New years resolution: Don’t show my security tokens when hacking my demo application on stage
2022年1月12日
0 分で読めますTraditionally, we start the new year with resolutions. We want to do more good things, like working, other things we try to eliminate. Considering the latter, my 2022 resolution is tostop accidentally exposing confidential information while I hack my application during demos on stage or similar.
Yes, this new years resolution sounds very specific, and it has an excellent security horror story behind it.
Hacking my demo application at J-Fall 2021
November 4, 2021 was J-Fall, the largest Java conference in the Netherlands. It is an annual event by the Netherlands Java User Group (NLJUG), and as a fellow board member, I was proud to have an in-person event again since the start of the pandemic. I was also selected to speak at this conference about a Java Security related topic. In this case, about deserialization security issues in Java.

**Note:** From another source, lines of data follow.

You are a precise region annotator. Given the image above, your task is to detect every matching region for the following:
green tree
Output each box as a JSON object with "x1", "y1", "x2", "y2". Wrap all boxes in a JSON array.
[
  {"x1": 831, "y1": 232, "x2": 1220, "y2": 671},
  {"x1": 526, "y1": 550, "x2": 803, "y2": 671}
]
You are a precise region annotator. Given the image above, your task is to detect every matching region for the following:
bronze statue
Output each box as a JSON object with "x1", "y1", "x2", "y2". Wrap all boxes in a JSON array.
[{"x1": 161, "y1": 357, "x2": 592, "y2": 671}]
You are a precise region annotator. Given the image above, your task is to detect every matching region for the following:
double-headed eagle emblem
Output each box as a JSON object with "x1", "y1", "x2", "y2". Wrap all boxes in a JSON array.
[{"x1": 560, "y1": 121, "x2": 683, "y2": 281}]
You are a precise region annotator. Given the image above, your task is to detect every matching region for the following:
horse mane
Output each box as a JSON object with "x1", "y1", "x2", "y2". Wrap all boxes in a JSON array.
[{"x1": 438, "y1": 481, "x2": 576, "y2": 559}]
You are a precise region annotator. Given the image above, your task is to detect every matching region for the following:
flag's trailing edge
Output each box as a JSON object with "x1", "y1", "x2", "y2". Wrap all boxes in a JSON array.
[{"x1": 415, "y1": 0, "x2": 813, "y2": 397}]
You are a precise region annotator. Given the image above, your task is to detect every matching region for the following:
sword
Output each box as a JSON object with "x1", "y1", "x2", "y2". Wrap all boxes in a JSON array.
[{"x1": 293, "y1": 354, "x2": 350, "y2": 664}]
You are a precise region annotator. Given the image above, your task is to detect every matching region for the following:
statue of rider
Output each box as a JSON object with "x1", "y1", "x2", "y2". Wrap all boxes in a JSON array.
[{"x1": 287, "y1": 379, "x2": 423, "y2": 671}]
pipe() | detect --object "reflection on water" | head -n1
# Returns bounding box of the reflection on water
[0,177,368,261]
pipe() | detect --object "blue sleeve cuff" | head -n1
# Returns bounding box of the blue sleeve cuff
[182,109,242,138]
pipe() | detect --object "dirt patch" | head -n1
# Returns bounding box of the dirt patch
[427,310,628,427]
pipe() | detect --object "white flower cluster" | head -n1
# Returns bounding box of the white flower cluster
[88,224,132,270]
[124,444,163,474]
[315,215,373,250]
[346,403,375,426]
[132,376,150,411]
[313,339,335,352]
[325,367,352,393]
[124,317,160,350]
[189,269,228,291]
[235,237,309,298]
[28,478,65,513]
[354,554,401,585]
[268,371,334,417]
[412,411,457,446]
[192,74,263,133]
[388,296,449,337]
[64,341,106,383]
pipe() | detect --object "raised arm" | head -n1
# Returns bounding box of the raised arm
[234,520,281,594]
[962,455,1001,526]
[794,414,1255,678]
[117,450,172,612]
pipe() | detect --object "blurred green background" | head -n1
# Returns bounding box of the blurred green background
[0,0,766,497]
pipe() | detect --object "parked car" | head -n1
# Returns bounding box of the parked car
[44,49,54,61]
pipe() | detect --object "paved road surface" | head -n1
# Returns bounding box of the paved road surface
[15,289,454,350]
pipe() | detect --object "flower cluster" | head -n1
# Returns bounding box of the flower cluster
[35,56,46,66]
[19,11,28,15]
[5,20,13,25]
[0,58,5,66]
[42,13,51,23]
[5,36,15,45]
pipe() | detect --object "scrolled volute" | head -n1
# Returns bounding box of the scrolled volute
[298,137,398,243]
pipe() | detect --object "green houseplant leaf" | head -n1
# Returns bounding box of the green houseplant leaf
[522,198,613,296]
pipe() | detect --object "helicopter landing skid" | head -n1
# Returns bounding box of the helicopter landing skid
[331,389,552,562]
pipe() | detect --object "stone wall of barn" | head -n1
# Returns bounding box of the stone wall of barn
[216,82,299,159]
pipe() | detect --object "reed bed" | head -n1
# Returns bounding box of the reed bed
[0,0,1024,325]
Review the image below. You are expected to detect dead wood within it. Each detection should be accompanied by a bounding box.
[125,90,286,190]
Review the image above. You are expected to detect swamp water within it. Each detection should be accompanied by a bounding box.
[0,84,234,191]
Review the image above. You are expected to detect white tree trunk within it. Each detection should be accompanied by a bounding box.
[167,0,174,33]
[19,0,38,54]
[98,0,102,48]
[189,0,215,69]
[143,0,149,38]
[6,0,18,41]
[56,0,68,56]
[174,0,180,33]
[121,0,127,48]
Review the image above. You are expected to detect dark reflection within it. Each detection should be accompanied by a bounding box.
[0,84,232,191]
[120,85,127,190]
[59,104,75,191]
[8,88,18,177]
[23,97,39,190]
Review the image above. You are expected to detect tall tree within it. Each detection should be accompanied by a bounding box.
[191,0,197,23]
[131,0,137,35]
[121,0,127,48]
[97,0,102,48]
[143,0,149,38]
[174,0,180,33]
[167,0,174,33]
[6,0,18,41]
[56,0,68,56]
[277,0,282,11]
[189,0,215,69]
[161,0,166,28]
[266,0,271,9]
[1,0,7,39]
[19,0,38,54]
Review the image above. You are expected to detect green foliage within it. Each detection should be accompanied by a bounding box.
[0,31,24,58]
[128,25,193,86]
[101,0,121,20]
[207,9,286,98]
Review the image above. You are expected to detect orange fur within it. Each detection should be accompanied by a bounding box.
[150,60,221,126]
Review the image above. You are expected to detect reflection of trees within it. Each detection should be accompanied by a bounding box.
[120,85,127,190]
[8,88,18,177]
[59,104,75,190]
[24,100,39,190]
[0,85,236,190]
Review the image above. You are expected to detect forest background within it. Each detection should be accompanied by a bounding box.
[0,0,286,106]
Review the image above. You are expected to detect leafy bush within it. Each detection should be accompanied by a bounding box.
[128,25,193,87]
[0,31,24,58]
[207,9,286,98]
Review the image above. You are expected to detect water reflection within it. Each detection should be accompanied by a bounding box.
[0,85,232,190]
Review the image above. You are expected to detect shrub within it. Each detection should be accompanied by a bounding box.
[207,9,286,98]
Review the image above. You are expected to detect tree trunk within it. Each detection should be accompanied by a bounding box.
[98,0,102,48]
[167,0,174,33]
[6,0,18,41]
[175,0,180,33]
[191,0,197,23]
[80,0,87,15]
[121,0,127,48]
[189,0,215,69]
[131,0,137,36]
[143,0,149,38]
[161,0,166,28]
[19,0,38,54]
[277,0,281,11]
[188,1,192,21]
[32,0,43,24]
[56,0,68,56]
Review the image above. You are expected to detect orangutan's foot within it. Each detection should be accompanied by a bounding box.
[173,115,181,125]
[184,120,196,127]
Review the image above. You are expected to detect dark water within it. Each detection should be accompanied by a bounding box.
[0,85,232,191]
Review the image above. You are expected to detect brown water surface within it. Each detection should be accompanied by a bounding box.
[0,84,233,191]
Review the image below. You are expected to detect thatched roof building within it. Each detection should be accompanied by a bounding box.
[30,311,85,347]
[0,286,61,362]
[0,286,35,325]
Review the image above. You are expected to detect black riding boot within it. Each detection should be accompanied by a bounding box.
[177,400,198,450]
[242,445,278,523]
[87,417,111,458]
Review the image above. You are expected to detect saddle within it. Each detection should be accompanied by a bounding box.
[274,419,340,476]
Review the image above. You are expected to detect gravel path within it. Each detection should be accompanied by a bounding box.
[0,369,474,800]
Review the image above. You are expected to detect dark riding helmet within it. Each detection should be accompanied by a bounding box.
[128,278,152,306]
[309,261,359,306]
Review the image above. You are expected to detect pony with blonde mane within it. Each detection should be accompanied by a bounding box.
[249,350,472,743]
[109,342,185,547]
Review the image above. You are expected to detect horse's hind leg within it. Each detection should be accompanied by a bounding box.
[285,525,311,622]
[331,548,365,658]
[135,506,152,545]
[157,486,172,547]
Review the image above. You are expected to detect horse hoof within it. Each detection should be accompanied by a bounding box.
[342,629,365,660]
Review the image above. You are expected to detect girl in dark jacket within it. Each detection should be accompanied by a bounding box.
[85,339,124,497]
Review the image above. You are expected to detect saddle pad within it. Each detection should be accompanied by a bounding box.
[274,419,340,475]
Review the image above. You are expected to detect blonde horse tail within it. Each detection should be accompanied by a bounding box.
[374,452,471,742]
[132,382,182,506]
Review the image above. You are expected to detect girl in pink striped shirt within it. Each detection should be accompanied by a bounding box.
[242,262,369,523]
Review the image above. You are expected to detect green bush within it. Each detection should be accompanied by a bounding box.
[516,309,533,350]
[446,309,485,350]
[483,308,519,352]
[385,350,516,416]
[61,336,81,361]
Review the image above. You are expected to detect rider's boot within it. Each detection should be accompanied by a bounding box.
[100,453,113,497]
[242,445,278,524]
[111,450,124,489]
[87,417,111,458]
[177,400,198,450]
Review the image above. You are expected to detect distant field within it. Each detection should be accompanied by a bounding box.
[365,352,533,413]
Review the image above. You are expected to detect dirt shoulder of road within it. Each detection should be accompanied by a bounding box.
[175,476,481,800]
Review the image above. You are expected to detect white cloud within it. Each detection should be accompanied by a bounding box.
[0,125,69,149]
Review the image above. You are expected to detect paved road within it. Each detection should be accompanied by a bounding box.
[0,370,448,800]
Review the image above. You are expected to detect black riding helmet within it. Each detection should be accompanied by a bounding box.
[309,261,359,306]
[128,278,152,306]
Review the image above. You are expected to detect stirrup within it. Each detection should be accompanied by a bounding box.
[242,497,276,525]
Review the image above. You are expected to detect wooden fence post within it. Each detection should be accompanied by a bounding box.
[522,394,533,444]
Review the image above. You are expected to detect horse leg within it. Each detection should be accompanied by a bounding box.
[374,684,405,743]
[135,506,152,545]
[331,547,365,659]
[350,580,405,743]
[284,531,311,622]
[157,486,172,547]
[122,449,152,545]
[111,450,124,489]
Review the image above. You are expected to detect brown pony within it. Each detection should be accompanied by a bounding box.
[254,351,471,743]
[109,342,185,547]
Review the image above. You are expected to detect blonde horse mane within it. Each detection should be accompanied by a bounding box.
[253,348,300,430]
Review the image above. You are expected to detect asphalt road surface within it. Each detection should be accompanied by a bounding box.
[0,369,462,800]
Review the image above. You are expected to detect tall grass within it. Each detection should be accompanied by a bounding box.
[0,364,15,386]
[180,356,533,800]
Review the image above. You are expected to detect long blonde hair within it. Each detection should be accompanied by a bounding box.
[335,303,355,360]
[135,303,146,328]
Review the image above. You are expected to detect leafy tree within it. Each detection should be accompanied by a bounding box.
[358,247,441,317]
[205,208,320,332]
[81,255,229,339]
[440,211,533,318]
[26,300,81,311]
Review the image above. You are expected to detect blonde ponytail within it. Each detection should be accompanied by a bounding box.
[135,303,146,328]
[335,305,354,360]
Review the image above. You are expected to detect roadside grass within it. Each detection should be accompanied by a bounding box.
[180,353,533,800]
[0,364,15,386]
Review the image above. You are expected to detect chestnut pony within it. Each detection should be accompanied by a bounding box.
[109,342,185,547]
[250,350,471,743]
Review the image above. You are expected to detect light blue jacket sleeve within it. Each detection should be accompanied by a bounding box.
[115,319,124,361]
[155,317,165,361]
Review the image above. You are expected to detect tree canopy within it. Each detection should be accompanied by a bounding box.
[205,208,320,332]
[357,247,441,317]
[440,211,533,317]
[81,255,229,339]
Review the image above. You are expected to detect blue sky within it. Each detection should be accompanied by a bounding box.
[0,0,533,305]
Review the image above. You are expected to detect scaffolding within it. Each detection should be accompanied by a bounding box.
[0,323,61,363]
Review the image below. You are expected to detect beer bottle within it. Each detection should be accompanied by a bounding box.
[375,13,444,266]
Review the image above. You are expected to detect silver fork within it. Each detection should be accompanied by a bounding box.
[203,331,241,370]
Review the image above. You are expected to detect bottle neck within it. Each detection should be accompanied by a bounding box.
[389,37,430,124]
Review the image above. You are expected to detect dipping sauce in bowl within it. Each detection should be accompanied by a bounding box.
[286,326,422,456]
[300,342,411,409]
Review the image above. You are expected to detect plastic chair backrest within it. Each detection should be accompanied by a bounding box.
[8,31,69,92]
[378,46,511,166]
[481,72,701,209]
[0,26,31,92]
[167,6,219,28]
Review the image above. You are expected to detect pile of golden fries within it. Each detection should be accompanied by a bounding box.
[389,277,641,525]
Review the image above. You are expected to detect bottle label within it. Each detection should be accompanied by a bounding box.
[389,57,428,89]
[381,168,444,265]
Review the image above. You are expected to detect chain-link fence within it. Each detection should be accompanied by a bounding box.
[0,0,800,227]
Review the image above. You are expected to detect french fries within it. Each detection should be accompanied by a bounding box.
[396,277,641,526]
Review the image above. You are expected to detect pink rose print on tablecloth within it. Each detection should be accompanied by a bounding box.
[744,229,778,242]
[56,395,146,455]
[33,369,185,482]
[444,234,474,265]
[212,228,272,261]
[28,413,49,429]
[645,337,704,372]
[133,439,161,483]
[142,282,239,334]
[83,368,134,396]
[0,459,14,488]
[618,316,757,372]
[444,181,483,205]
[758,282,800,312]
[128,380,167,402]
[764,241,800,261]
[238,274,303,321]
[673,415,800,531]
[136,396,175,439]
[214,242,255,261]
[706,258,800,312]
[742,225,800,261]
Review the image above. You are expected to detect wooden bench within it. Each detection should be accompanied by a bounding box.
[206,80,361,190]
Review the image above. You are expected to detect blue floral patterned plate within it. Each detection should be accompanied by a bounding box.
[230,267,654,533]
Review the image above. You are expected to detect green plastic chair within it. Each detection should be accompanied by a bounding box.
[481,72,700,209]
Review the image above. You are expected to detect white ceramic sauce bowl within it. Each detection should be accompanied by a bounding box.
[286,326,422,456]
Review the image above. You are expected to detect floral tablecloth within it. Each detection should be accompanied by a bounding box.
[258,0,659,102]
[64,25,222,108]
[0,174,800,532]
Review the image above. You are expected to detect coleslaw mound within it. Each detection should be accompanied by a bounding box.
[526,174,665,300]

As part of this presentation, I was hacking my application using a deserialization gadget chain. I used the well-known attack chain in the Commons Collections 3.1 library created to show how to hack my application with an arbitrary code execution (ACE). The setup was easy as I used ysoserial to set up the gadget chain, and the demo application that I was about to hack had the library included. So far, so good, but now the tricky part…
Exposing secret API tokens on stage
The ACE I was going to perform was calling the env
command on my machine and showing the output in my console. For those of you who are unfamiliar with this command, it shows the environment variables on the host machine. I often use a specific user on my demo laptop when I demo some application hacking. Alternatively, I sometimes use a Docker container, however, I did not this time.
This time, I performed the hack using my primary environment. This is the environment on my laptop I also use for regular development. As a result, my environment variables then also included some API tokens like my GitHub token! All of this was shown on the big screen in the large cinema room. ???
At first, I was unaware of this and entirely focused on delivering my presentation and demos on stage. However, afterward, one of the participants in the room, Nils Breunese (@breun), came up to me and said: “Hey, I hope you can appreciate this as a security guy,” and showed me the following picture on his phone.
At first, I didn’t fully understand what was possible. However, he explained the situation and used my GitHub access token to commit some code to my website. After realizing what happened, I was both embarrassed and relieved at the same time. This could have been so much worse than the simple prank he took on me. I immediately invalidated all tokens declared in my environment variables and fixed my website. I decided not to revert the commit by Nils but fix it in a new commit, so it is still visible as a reminder of my J-Fail.
The moment Nils told me about what happened right after I finished my talk at J-Fall 2021.
Don’t hack yourself, just your demo application
Thankfully this turned out to be a nice story I can tell to other people. I want to thank Nils for being a good person with a sense of humor. For myself, this is a reminder that I need to practice what I preach. It is incredibly painful to be speaking about security on stage and hacking applications while getting breached in the process. So I want to conclude with that we should be careful about what we do and what is visible to others. Although tooling for your application, like the tools that Snyk provides, are helpful, it does not help against silly mistakes. You see, even security professionals mess this stuff up. Just try to be conscious about this and check what your output is before you publish your application to production or demo it on stage.
So my new year's resolution for 2022 is: Don't expose confidential information while I hack my applications during demos or presentations! I am grateful that Nils was so kind to remind me of this. Happy 2022 y’all!